Carey is now 71. When asked about how other writers his age talk about difficulties with writing, he scoffs. Even if the Assange-book idea had been genuine, Carey has no interest in writing nonfiction. Equally, he no longer feels at home in the short story. The novel is “a much more interesting, richer exploration . . . If I begin a novel the exploration can be huge and thrilling . . . to go so far beyond oneself, what one knows, what one has a right to know.
“The possibility of a novel thrills and terrifies me. If I wrote a short story . . . what would I do next?”
The media’s motivations
The thematic links between geography and subject are not always obvious in Carey's work, from Alexis de Tocqueville, in Parrot & Oliver in America, to Oscar and Lucinda's gambling duo and the literary hoax of My Life As a Fake. By locating Amnesia in the present, Carey has also found a way of exploring the past. The book examines the media and its motivation in which stories it tells. Stories about people like Assange will always capture the imagination, he believes.
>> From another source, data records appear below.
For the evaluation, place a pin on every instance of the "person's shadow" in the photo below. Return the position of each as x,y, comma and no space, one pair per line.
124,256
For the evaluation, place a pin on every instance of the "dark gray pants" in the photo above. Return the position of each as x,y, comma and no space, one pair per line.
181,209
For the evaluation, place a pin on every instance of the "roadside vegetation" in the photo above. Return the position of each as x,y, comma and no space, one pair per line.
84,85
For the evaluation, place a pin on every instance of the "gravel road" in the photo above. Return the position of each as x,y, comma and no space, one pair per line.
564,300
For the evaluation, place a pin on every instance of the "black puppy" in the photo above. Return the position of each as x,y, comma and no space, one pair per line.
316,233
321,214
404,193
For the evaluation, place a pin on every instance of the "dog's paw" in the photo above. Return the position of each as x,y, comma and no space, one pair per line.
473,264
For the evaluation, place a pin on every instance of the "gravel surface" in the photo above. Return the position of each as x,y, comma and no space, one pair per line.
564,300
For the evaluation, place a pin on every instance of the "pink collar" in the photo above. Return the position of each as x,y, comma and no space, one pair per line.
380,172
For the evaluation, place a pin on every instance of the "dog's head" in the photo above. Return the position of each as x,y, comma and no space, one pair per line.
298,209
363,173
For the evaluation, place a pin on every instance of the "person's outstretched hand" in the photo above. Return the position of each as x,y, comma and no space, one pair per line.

"If your government or my government had performed dirty actions in our name and not told us, and someone provides evidence that the kind of things we thought were going on are going on, then we value their courage.
“If you found anyone saying what the characters in my book are saying, you’d be called a conspiracy theorist or a leftie lunatic. The powers that be always want to humiliate and disown the whistleblowers and truthtellers.”